Mais il n’y a pas que Paul qui parle du pouvoir et de l’autorité. Jésus dit, lui aussi, comment ceux qui détiennent le pouvoir se comportent et comment ses disciples devraient exercer le pouvoir. Mat 20, 25 stigmatise en effet l’abus de pouvoir : « Les chefs des nations les tiennent sous leur pouvoir et les grands sous leur domination.» Nous avons ensuite le verset 26 qui dit : « Il ne doit pas en être ainsi parmi vous. Au contraire, si quelqu’un veut être grand parmi vous, qu’il soit votre serviteur.» Nous voyons ainsi que, pour Jésus, exercer le pouvoir, ce n’est ni dominer les autres, ni les terroriser mais se mettre à leur service. Il va sans dire que le chrétien se soumettra sans peine à une telle autorité. Il lui sera en revanche difficile d’obéir à ceux qui font n’importe quoi de l’autorité : par exemple, affamer le peuple, empêcher des citoyens de pratiquer leur foi, se prendre pour « des dieux infaillibles et tout-puissants » (Paul Valadier, Du spirituel en politique, Paris, Bayard, coll. « Christus », 2008, p. 50) appelant à ramper ou à se prosterner devant eux, à verser son sang avec enthousiasme pour eux ».

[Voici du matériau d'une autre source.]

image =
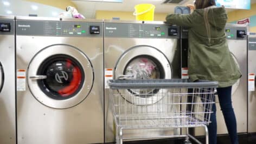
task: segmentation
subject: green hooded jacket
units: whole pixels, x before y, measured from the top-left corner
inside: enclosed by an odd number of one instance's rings
[[[233,85],[241,77],[226,39],[227,19],[225,9],[216,6],[196,9],[189,15],[167,16],[167,23],[190,28],[188,74],[193,81],[217,81],[219,87],[225,87]]]

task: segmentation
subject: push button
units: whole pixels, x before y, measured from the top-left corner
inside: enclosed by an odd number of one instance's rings
[[[176,36],[178,35],[178,30],[177,28],[169,28],[168,35],[169,36]]]
[[[238,30],[237,35],[238,38],[244,38],[247,34],[245,30]]]
[[[10,23],[0,23],[0,31],[10,32],[11,24]]]
[[[90,26],[91,34],[100,34],[99,26]]]

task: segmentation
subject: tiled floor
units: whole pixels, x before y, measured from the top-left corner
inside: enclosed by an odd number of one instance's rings
[[[240,144],[256,143],[256,133],[239,134],[239,137]],[[197,138],[197,139],[203,143],[205,143],[203,138]],[[178,139],[126,142],[124,142],[124,144],[183,144],[183,142],[184,139]],[[111,144],[111,143],[108,143]],[[197,143],[192,142],[192,143]],[[228,135],[218,136],[217,144],[231,144]]]

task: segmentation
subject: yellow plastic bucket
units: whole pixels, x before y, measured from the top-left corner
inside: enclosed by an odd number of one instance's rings
[[[154,12],[156,7],[151,4],[140,4],[135,5],[133,15],[137,20],[154,20]]]

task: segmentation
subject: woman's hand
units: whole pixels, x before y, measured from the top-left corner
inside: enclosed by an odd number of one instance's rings
[[[188,4],[187,5],[187,7],[190,9],[190,10],[194,10],[195,9],[195,5],[194,4]]]

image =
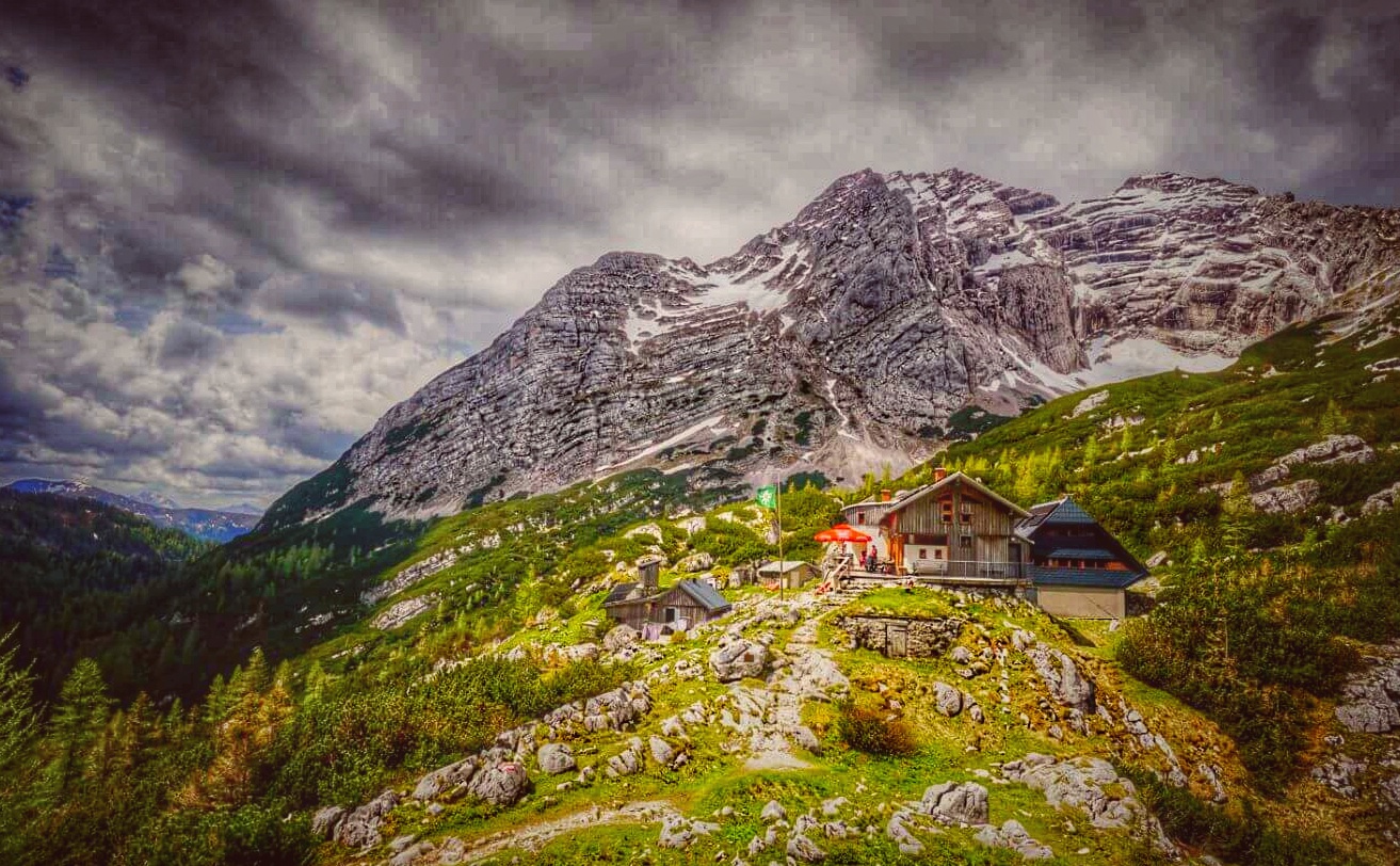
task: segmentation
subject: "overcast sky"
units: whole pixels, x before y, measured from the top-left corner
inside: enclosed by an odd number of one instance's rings
[[[0,481],[266,504],[571,268],[862,167],[1400,203],[1392,1],[878,6],[0,3]]]

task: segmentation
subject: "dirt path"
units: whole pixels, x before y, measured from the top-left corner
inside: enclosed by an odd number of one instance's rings
[[[466,844],[462,862],[475,863],[510,848],[522,848],[533,853],[566,832],[601,824],[654,824],[668,814],[676,814],[676,810],[665,800],[638,800],[617,809],[594,806],[552,821],[540,821],[470,841]]]

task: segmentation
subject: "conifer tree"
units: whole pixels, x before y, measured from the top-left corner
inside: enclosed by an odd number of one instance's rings
[[[45,782],[50,795],[63,795],[83,778],[106,727],[111,706],[102,670],[91,659],[80,659],[63,681],[59,702],[49,720],[52,757],[45,769]]]

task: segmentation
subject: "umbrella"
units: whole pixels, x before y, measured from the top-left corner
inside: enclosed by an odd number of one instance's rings
[[[871,539],[869,535],[857,530],[848,523],[839,523],[829,530],[822,530],[820,532],[813,535],[813,538],[816,538],[818,541],[854,541],[854,542],[865,542]]]

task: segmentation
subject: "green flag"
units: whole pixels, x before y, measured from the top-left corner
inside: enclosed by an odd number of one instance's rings
[[[753,493],[753,500],[763,509],[778,507],[778,485],[770,483],[759,488]]]

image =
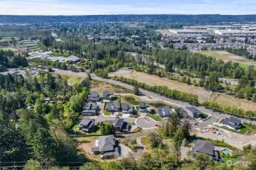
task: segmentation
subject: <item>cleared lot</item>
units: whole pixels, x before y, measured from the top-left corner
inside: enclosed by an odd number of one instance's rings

Cela dit, il convient, en troisième lieu, de ne pas appliquer l'expression “Toute autorité vient de Dieu” à nos dictatures modernes, ni à n'importe quel pouvoir oppressif dans l'Eglise ou dans la Société civile. En tout cas, quand Paul écrivait aux Romains, il ne pensait certainement pas à nos systèmes de pouvoir d'aujourd'hui. En dernier ressort, l'expression “Toute autorité vient de Dieu”, liée aux circonstances historiques précises, ne saurait servir de règle de référence pour n'importe quel type d'autorité. Les élections mal organisées, sans consensus ni participation de tous, la prise de pouvoir par des armes, ne peuvent être considérées comme « pouvoir venant de Dieu ».
Le principal problème du pouvoir en Centrafrique est le népotisme, le tribalisme, le clanisme et ce sont tous ces vices abjects qui engendrent toutes formes de précarisation odieuse que le peuple est en train de subir. Puisque le sens du partage est occulté, les plus pauvres viennent arracher aux pauvres ce qu'il faut pour leur survie, pendant que les riches s'entourent des murailles pour conserver, pour eux seuls, les meilleurs fruits de la croissance nationale, toute honte bue. Pourtant, ailleurs sous d'autres cieux, le pouvoir public permet à tout le monde d'avoir au moins le strict nécessaire pour subsister. On essaie de réduire les écarts sociaux en prélevant sur de grandes fortunes pour subvenir aux besoins des plus démunis. On permet à tout le monde de se sentir à l’aise dans ses droits fondamentaux.
C'est-à-dire que le pouvoir n’est pas une fin en soi. Il est au service du bien commun. Servir le bien commun, c’est veiller à ce que tous les citoyens soient égaux devant la loi, que les richesses nationales, fruit du labeur de chacun, bénéficient à tous, que la sécurité des biens et des personnes soit assurée, etc. Aussi longtemps que cela est fait par ceux qui sont momentanément au pouvoir, aussi longtemps que l’autorité « respecte les droits natifs de l’homme et agit par persuasion autant qu’il est possible sans abuser inutilement de la contrainte, le citoyen répond à l’autorité par l’obéissance civile » et il répond « sans attendre l’intervention de quelque contrainte que ce soit » (Jean-Yves Calvez, La politique et Dieu, Cerf, Paris, 1985, p. 60).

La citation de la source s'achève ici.